Christian veröffentlicht in seinem Blog sehr oft Fotos, immer schon breit und groß und so, dass man sie sich vernünftig angucken kann, nicht so’n Pixelkram wie in anderen Weblogs *hust* hier *hust*, und ich sehe die immer gerne an. Einen seiner Buchtipps verschenkte ich bereits an F., der auch gerne etwas minimalistischer unterwegs ist, und soweit ich das beurteilen kann, hat ihm das Buch gefallen und genützt.

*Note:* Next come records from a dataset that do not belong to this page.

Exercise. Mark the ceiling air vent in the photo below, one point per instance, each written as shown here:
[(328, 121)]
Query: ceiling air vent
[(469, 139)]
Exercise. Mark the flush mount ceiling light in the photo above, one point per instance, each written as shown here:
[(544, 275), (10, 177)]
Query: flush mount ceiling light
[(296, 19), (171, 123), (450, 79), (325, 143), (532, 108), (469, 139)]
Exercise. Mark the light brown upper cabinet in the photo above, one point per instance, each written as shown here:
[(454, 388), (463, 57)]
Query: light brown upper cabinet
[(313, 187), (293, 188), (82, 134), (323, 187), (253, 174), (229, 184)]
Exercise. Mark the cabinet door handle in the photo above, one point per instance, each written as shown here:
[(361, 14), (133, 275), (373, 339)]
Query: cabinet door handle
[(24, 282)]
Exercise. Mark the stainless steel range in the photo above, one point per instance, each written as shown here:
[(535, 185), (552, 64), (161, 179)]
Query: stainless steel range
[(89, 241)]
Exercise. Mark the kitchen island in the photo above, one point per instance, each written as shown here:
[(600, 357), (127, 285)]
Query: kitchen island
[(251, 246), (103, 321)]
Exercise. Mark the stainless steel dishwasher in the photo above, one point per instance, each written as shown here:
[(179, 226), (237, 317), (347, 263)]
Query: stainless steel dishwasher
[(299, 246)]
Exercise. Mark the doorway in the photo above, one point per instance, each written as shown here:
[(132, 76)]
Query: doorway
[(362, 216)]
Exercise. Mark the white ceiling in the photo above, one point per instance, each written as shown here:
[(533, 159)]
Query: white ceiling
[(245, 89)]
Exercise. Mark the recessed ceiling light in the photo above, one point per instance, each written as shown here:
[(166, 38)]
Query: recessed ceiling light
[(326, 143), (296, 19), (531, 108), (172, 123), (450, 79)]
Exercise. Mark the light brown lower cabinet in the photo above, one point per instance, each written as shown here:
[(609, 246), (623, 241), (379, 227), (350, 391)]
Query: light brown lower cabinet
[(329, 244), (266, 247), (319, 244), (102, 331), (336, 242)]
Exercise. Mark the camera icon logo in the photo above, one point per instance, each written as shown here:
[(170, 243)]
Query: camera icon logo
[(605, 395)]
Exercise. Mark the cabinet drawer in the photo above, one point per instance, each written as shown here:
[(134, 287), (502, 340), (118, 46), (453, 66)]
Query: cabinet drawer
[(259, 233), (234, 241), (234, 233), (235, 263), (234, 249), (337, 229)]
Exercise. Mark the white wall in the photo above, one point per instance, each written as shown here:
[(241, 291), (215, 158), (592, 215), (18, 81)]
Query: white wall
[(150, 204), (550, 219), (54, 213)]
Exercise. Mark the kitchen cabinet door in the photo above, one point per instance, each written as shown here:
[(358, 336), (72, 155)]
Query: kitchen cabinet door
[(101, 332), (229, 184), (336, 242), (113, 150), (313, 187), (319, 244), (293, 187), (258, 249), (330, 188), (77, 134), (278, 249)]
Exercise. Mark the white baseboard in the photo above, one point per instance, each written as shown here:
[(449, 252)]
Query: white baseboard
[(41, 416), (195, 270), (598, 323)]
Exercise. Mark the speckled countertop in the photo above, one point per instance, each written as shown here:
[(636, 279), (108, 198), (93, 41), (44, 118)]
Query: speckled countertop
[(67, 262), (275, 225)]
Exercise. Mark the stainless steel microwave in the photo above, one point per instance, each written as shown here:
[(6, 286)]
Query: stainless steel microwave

Vorgestern schrieb Christian etwas ausführlicher über seinen Weg zu seinen Bildern, gerne gelesen. Gestern beschnitt er zwei der Bilder neu, die er am Vortag gezeigt hatte, um den Unterschied klarzumachen, wie sehr Nachbearbeitung nötig ist. Und da musste ich dann doch mal einen meiner seltenen Blogkommentare loslassen, und daraus entwickelte sich die Frage, wie sehr man als Künstlerin überhaupt schon weiß, was man da tut, während man es tut, ich zitiere Christian: „Was sagt eigentlich die Fachfrau zu der Frage, wie bewusst das dem Künstler beim Anfertigen des Kunstwerkes ist? Plant die Künstlerin das beim Heben des Handys irgendwo im Mendener Feld? Tut sie das unbewusst? Gibt es die Schwelle zu „man spürt die Absicht und ist verstimmt“?“

Zur Beantwortung dieser Frage zückte ich eins der wenigen Theoriebücher, die ich mir als Bachelor mal angeschafft hatte, verfluchte meine übliche Abneigung gegen Theorie, die dazu geführt hatte, dass das eins der wenigen geblieben war, und antwortete:

„Wie bewusst der Künstlerin das ist, was sie tut, lässt sich recht einfach beantworten: sehr, sonst würde sie nicht fotografieren, malen, skulptieren. Ich zitiere mal einen meiner fachlichen Lieblinge, wo es eher um Kunstwerk und Betrachterin geht, aber ich meine, das kann man erweitern: „Kunstwerk und Betrachter kommen unter Bedingungen zusammen; sie sind keine klinisch reinen und isolierten Einheiten. Und so wie der Betrachter sich dem Werk nähert, so begegnet ihm das Kunstwerk: antwortend und seine Tätigkeit anerkennend.“ Die „Prämisse der Rezeptionsästhetik“ und meiner Meinung nach auch der der künstlerischen Tätigkeit: „dass die Betrachterfunktion im Werk vorgesehen ist.“

Ob du nun genau diesen Vogel ablichten wolltest oder genau diesen Sonneneinfall, ist zweitrangig; wichtig ist, dass du etwas gesehen hast, was du festhalten – und herzeigen wolltest. Das heißt, wenn ich ein Foto von dir betrachte, weiß ich, dass du es mit dieser Funktion aufgenommen hast. Ob ich darüber verstimmt bin, liegt dann wieder nicht mehr in deiner Hand – und macht ein ganz anderes Fass auf: Wie reagieren wir auf Kunst?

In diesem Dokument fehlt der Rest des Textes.